I am saying that allowing for JavaScript to be dynamically downloaded and executed after the page is ready was a mistake.
You can build your Google docs, your maps, and figmas. You don’t need JS to be sent after the page is ready to do so.
Thinking about how the web was designed today, isn’t necessarily good when considering how it could work best tomorrow.
Not quite, I wasn't trying to make a bigger point about is/ought dynamics here, I was more curious specifically about the Google Maps example and other instances like it from a technical perspective.
Currently on the web, it's very easy to design a web page where you only pay for what you use -- if I start up a feature, it loads the script that runs that feature; if I don't start it up, it never loads.
It sounds like in the model proposed above where all scripts are loaded on page-load, I as a user face a clearly worse experience either by A.) losing useful features such as Street View, or B.) paying to load the scripts for those features even when I don't use them.

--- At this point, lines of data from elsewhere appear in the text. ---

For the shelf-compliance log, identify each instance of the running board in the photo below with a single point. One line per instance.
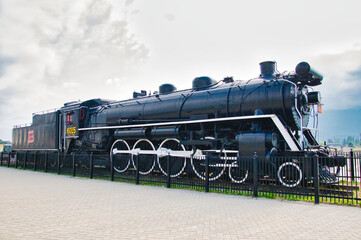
(282, 129)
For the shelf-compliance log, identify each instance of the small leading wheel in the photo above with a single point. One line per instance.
(289, 174)
(121, 161)
(329, 175)
(178, 163)
(145, 159)
(217, 165)
(237, 173)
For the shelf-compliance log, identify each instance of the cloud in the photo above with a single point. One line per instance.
(61, 51)
(341, 88)
(4, 62)
(170, 17)
(129, 2)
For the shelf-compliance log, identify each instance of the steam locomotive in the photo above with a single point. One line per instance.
(224, 121)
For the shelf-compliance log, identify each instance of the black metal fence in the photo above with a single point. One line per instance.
(303, 178)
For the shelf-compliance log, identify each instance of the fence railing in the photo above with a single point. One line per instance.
(314, 179)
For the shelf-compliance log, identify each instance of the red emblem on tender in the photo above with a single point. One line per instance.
(31, 136)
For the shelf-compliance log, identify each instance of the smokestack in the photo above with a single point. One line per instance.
(267, 69)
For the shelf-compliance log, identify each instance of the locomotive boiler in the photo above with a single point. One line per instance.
(224, 121)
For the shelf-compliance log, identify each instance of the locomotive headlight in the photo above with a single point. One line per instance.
(314, 98)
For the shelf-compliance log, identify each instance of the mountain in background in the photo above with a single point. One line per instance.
(340, 123)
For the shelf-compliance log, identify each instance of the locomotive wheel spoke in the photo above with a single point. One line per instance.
(237, 173)
(178, 164)
(146, 161)
(216, 167)
(289, 174)
(121, 161)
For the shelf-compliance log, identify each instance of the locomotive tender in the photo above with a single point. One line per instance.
(224, 120)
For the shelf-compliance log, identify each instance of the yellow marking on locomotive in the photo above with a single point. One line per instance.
(71, 131)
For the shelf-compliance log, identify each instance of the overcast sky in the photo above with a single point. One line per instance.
(52, 52)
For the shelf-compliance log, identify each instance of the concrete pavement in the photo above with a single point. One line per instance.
(35, 205)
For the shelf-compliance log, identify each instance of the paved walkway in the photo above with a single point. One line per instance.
(36, 205)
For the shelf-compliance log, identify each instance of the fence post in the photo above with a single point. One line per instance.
(16, 160)
(352, 166)
(168, 170)
(58, 162)
(46, 162)
(316, 179)
(111, 170)
(91, 165)
(207, 174)
(9, 159)
(255, 175)
(74, 167)
(35, 162)
(137, 169)
(26, 158)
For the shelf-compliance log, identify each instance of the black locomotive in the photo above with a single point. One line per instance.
(225, 120)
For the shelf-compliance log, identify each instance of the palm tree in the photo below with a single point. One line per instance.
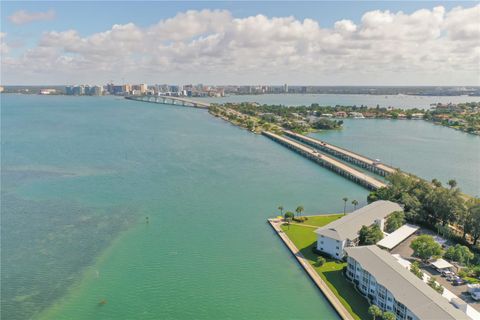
(345, 205)
(436, 183)
(355, 204)
(299, 210)
(389, 316)
(452, 183)
(281, 210)
(374, 311)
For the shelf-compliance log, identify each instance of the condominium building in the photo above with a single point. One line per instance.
(341, 233)
(386, 283)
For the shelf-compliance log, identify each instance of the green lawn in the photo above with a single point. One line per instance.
(331, 272)
(320, 221)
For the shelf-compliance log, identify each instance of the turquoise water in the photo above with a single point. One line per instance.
(79, 176)
(419, 147)
(397, 101)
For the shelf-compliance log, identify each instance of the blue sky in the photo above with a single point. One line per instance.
(87, 18)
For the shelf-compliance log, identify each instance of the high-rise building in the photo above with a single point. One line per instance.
(96, 91)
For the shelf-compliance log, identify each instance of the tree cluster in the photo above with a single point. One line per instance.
(430, 203)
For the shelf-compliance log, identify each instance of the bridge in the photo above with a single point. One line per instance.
(170, 100)
(328, 162)
(344, 154)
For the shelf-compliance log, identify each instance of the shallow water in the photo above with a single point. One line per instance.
(81, 174)
(91, 169)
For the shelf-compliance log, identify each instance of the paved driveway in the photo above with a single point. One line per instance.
(406, 252)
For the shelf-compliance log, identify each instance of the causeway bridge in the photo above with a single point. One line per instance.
(344, 154)
(170, 100)
(328, 162)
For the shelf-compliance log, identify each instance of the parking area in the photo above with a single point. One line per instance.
(406, 252)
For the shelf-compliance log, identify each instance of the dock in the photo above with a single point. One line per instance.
(344, 154)
(317, 280)
(328, 162)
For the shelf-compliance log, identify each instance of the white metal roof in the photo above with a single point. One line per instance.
(441, 264)
(347, 227)
(397, 236)
(407, 288)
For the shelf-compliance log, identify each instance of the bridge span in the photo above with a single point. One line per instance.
(170, 100)
(344, 154)
(328, 162)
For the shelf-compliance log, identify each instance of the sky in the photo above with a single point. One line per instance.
(241, 42)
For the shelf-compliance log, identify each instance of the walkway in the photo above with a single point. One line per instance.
(337, 305)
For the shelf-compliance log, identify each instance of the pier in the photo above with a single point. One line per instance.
(170, 100)
(349, 156)
(328, 162)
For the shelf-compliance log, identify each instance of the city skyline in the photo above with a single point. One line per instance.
(377, 43)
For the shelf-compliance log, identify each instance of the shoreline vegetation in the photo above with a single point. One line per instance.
(330, 271)
(442, 209)
(306, 119)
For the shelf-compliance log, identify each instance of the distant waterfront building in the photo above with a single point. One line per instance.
(83, 90)
(333, 238)
(96, 91)
(138, 88)
(357, 115)
(341, 114)
(47, 91)
(386, 283)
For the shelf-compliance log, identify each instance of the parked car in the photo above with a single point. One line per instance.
(451, 277)
(473, 287)
(475, 295)
(458, 282)
(446, 273)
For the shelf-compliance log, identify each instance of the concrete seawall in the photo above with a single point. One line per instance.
(332, 299)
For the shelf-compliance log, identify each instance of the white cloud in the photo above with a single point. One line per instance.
(22, 17)
(424, 47)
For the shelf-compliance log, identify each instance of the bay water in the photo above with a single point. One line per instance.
(116, 209)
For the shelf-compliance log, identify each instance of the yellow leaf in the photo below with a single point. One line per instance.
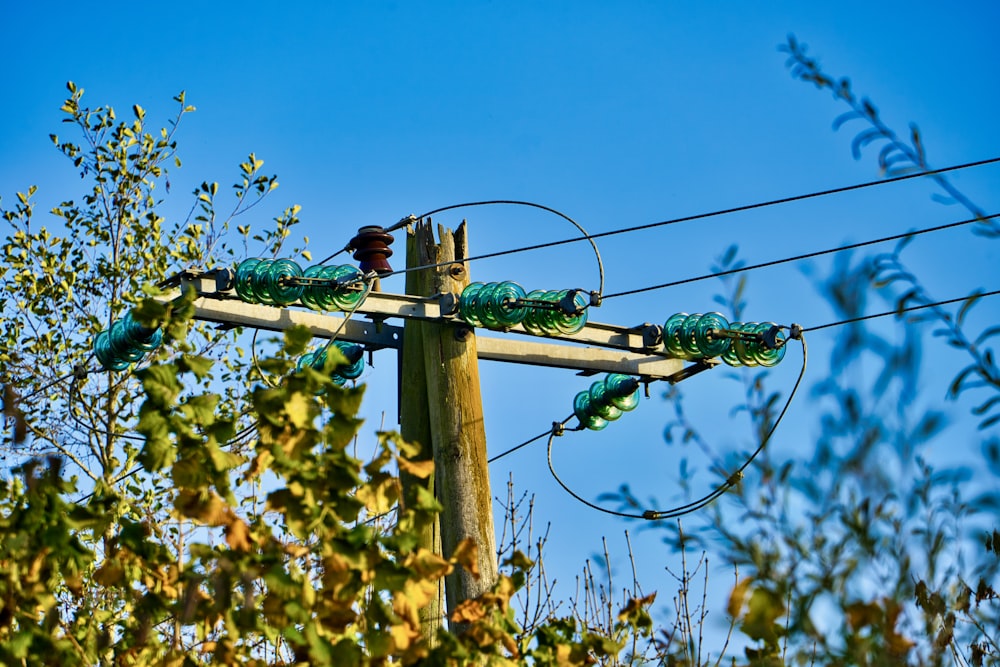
(466, 554)
(299, 410)
(238, 535)
(206, 507)
(468, 611)
(429, 564)
(379, 496)
(419, 469)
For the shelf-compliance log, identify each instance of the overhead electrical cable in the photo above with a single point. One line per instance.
(698, 216)
(513, 202)
(900, 311)
(731, 480)
(808, 255)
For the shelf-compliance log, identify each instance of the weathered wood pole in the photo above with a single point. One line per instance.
(455, 409)
(415, 425)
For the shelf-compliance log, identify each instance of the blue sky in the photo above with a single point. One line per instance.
(618, 114)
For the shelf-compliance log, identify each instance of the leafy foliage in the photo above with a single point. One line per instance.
(224, 521)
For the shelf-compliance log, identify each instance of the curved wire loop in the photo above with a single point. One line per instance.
(731, 481)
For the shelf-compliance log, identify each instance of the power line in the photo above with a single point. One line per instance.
(808, 255)
(900, 311)
(700, 216)
(514, 202)
(731, 481)
(555, 425)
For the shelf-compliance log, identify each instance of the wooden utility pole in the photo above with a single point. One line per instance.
(455, 410)
(415, 424)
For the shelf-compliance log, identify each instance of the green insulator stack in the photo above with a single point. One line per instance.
(503, 305)
(272, 282)
(753, 351)
(606, 400)
(342, 372)
(696, 336)
(282, 282)
(492, 305)
(566, 316)
(332, 287)
(125, 343)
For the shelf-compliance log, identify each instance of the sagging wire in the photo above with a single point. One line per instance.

If you can exchange static content, you need very little scripting to be able to pull down new interactive pieces of functionality onto a page. Especially given that HTML and CSS are capable of so much more today. You see a lot of frameworks moving in this direction, such as RSCs, where we now transmit components in a serializable format.
Trade offs would have to be made during development, and with a complex enough application, there would be moments where it may be tough to support everything on a single page. However. I don’t think supporting single page is necessarily the goal or even the spirit of the web. HTML imports would have avoided a lot of unnecessary compilers, build tools, and runtime JS from being created for example.
Today, what you are saying is definitely a concern, but all APIs are abused beyond their intended uses. That isn’t to say we shouldn’t continue to design good ones that lead users in the intended direction.